“Layoffs” are one of the scariest words in the world of business. The shock, humiliation, anger, and sadness of losing a job, especially if you've worked someplace for a long time, is inevitable. But letting an employee go can be equally as hard for the employer. Unless an employee was laid off for egregious actions or behavior, management teams don't like to hand out a pink slip without transitional support. While letting an employee go is tough for all, hiring managers can soften the blow with these five actions.
Studies show that after a layoff, the best thing an employer can do for an employee is to help ease their transition into a new position. One great way to do this is through corporate headshots Los Angeles. Statistics show that a social media account with a current professional image is 14% more likely to be discovered by a prospective employer or hiring agency. Considering LinkedIn has over 414 million users, and Facebook has more than one billion, that's a lot of people to reach. Even before an interview, a hiring manager will have had a chance to “meet” the individual and form a positive impression.
Use the Right Words
Hearing thoughtful words from an employer during a layoff makes an employee feel better. But it is also advantageous for the company. Today, employees have access to many social media outlets. After a bad experience, they can instantly take to Facebook, LinkedIn, Glassdoor, and other sites to share their frustrations. In seconds, this can cost a company new business or deter new talent. The trick, experts say, is to lead with showing support for an employee and create a sense of goodwill.
Communicate with the Team
A layoff takes a toll on the whole team. Some co-workers will react particularly poorly to the news, disagreements and whole range of feelings are inevitable. This is the time to leave the HR manager's door open for consolation and emotional support, send out a schedule to the whole team and block out individual time proactively.
Prepare for Reactions
For managers, one of the most stressful parts of termination is dealing with strong reactions and emotions. Some companies have hired ambulances and security guards in preparation for an employee's departure. You don't have to be that drastic, but it's a good idea to be prepared for anger, depression, bargaining, and even threats.
Ease the Transition
Seeing an employee storm out of the office is bad for everyone. The employer, therefore, should facilitate a smooth departure. This includes setting a timeline for clearing out an office and telling an employee when he or she can say goodbye to coworkers.

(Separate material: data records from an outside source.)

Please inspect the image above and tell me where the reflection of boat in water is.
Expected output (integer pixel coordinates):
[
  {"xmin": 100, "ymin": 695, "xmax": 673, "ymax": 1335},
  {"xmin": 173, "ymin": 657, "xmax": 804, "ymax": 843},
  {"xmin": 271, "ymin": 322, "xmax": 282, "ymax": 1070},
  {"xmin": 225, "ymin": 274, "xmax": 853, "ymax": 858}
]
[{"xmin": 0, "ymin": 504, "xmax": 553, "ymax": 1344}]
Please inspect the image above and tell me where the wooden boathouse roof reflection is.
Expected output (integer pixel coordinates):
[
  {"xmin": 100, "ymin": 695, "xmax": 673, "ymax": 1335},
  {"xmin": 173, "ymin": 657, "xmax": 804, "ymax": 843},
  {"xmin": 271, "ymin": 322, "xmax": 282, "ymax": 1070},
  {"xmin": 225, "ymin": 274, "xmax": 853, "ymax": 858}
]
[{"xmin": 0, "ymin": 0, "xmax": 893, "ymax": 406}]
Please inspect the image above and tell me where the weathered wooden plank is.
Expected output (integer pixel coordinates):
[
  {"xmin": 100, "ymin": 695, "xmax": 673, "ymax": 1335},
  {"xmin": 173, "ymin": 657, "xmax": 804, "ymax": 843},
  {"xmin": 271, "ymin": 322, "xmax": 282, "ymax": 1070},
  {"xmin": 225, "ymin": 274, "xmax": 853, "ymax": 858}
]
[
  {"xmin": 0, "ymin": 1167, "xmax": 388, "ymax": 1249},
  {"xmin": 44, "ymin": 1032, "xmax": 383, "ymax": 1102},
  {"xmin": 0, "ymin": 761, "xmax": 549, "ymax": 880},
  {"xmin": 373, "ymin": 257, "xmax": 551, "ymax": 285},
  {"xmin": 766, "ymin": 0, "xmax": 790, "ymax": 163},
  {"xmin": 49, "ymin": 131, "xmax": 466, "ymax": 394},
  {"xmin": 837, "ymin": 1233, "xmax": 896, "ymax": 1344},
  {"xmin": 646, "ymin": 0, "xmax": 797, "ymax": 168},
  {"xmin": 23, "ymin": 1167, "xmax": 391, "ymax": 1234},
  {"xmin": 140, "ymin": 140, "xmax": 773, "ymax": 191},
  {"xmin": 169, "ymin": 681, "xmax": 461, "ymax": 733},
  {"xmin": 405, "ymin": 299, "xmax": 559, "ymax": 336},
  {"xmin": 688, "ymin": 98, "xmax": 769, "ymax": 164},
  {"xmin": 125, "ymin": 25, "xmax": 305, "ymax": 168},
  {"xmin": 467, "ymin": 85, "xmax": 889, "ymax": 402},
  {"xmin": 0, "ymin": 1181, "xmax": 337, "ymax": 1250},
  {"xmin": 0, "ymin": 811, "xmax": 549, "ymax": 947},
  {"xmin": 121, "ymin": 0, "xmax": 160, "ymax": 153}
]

Layoffs are not easy for the employee or employer. Feelings can get hurt on the employee's end, and a bad dismissal can damage a company's reputation. One of the best ways to let an employee go is by helping them transition to a new job. Our affordable business headshots in Los Angeles do just that. Visual assets for marketing are the new front line for HR support. Along with offering mobile services, we have an office in Los Angeles where you can send a transitioning employee for a new start.